Nexx X.D1 Dual Sport Helmet Review


Aug 20, 2013

At present the market is pretty strong for dual sport helmets with manufacturers offering their own rendition of an off road, street design. Sales of dual sport motorcycles have increased, or street bikes with some trail riding capability so the demand does call for it. However, when manufacturers such as Shoei, Arai, Suomy and Icon who are all synonymous in their own right with off road and adventure helmets, it does leave other manufacturers just venturing into this market sector with a tough task to match!

Our new Nexx X.D1 arrived just 3 weeks ago – a Touratech clone and we've given it a 2,000 km plus test, but expectations were very high having personally owned the Nexx XR1R carbon.
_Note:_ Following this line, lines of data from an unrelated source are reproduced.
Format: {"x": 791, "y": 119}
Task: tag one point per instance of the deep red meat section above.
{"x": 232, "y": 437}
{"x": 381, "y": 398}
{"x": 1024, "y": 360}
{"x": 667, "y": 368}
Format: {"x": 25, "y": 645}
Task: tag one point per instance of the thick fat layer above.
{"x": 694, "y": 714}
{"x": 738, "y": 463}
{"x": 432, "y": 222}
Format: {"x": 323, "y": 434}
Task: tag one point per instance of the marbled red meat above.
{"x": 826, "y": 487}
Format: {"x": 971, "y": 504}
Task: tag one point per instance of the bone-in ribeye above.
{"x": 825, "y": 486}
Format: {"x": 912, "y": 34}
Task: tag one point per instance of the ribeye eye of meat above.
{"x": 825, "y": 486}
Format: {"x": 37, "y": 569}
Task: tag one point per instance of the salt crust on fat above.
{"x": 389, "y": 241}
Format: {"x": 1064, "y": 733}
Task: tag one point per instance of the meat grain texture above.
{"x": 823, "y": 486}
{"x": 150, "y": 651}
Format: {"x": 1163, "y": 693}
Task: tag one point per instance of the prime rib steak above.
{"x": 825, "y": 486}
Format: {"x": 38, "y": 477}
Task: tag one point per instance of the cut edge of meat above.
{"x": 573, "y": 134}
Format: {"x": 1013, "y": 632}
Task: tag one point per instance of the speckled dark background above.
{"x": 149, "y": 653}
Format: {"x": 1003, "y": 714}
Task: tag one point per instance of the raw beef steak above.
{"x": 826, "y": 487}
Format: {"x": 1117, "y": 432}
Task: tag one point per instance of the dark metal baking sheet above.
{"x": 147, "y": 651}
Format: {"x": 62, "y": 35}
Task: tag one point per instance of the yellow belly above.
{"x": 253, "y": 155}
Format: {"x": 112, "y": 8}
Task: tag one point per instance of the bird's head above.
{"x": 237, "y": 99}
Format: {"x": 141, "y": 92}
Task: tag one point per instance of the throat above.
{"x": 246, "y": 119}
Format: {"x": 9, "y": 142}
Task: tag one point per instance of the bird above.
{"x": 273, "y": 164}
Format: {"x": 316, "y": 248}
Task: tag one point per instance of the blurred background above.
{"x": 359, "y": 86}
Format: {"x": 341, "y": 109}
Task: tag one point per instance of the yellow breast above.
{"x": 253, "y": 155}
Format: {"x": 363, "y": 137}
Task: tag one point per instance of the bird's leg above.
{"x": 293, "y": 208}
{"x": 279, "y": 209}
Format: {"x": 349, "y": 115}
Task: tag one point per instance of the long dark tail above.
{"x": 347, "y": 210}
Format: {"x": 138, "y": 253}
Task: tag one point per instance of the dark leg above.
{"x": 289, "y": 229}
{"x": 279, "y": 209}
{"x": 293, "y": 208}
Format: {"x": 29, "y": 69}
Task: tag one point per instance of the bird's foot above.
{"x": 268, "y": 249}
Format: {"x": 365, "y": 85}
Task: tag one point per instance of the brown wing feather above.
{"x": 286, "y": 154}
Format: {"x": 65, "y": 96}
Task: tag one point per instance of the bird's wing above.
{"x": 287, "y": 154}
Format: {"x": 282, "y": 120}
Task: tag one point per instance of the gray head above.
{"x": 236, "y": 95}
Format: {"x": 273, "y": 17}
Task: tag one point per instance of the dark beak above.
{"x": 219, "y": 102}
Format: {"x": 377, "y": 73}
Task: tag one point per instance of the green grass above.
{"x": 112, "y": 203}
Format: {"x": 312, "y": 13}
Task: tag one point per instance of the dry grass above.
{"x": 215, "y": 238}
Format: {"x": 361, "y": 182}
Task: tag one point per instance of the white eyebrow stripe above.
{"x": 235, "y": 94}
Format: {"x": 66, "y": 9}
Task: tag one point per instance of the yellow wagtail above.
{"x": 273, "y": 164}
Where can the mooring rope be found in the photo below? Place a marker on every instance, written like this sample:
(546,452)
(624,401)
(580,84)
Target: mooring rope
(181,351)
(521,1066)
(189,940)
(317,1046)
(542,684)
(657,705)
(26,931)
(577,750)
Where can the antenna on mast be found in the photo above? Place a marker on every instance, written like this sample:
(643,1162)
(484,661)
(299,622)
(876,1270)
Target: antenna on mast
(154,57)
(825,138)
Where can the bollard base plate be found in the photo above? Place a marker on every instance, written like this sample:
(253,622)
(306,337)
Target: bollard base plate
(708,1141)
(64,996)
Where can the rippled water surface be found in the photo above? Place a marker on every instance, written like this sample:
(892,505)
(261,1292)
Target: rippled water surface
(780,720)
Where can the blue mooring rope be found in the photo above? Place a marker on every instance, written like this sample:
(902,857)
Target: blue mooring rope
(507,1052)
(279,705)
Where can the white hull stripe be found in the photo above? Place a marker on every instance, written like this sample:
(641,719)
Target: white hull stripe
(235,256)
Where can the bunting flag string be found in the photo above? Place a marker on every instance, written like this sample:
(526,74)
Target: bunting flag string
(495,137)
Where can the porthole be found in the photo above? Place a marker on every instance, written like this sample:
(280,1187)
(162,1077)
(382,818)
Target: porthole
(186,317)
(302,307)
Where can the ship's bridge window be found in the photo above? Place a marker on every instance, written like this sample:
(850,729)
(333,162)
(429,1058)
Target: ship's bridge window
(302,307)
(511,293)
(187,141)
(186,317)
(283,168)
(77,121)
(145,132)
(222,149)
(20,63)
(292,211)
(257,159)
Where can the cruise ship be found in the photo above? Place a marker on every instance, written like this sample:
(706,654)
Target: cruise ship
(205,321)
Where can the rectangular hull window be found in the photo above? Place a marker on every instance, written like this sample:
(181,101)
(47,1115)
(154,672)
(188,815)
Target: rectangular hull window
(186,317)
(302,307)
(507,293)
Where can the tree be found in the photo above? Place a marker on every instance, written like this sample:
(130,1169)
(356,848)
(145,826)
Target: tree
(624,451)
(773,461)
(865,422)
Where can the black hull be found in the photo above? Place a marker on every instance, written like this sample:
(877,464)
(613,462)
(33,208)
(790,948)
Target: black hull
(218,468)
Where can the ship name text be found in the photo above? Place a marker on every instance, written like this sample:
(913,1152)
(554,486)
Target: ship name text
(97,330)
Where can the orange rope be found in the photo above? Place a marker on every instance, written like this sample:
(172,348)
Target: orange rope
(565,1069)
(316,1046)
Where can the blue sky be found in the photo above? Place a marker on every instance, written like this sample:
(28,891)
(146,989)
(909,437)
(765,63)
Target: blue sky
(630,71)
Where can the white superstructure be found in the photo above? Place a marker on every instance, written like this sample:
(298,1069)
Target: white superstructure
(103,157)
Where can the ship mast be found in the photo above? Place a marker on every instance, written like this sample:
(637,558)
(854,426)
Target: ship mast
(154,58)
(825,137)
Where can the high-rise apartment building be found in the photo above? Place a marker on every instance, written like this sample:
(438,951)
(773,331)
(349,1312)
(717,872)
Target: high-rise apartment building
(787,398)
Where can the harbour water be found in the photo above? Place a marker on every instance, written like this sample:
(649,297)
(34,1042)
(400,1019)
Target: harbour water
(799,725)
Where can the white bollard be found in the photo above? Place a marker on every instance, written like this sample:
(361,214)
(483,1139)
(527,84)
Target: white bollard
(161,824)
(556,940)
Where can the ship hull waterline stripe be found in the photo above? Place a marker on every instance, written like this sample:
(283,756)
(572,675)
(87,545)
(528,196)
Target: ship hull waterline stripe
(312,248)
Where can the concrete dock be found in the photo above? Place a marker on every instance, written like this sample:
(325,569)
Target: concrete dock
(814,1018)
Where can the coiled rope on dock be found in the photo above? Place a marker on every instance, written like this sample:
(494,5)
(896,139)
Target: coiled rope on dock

Despite a minor issue with the visor on XR1R model, the helmet itself was one hell of a shell! As for the new Nexx X.D1, many retailers and promoters are saying it is untouchable at this price rage. We’re hoping they’re right, as Nexx yet again have turned out a tasty looking lid! On first inspection one can see there has been a lot of thought put into this design with its almost stealth type appearance and sharp angles surfacing the helmet. The padding looks plush yet securely comforting and a double-D ring which provides excellent fitting flexibility for various shaped faces. It feels lighter than its 1550g and still light with an action camera attached. Fitting is tight yet comfortable just pushing my cheeks in a little while grasping the rear of my head firmly. I felt no uncomfortable pressure points with the fit, even with a microphone cable stuffed down the innards. So far so good!
Something for the Weekend Sir! With an array of quality helmets to choose from it leaves some looking to venture into this sector finding new and exciting ways to catch its customer. Flip-up designs, sun visors and other useful features. But how about action camera mounts? Whether motor vlogging or just catching your motoring moments or adventure weekends the fad has never been so popular. Action cameras have become more affordable and an absolute must in my opinion which Nexx seemed to have addressed this ever increasing fad. With adaptable mounting plates on both sides and a sliding clip plate which fixes under the peak attachment on the top, albeit useless on ours, the Nexx provides you with a variety of mounting solutions for your action camera. The peak can be taken off transforming the X.D1 into a street helmet or the visor taken out for use of MX goggles It’s a neat touch it has to be said, particularly the camera mounts which saves from the sticky mess and the need to polish the helmet afterwards. No pun intended! Additionally, the peak is extendable with a clip and screw on extender which may offer a little more protection from the sun, but I’m not sure how it will hold up at high speed. An interchangeable chin vent allows you to swap between street and off road intake.

Keep your cool
Adequate venting is always an issue in sticky climates like Thailand, but the Nexx X.D1 does a fair job here, even with a balaclava worn underneath. There is a decent catchment of air which you can clearly sense on the temple of the forehead keeping you just that little bit cooler. I normally rinse and wring my balaclava in cold water to enhance the cooling effect, but a quick
test without it provides a good amount of airflow through the helmet.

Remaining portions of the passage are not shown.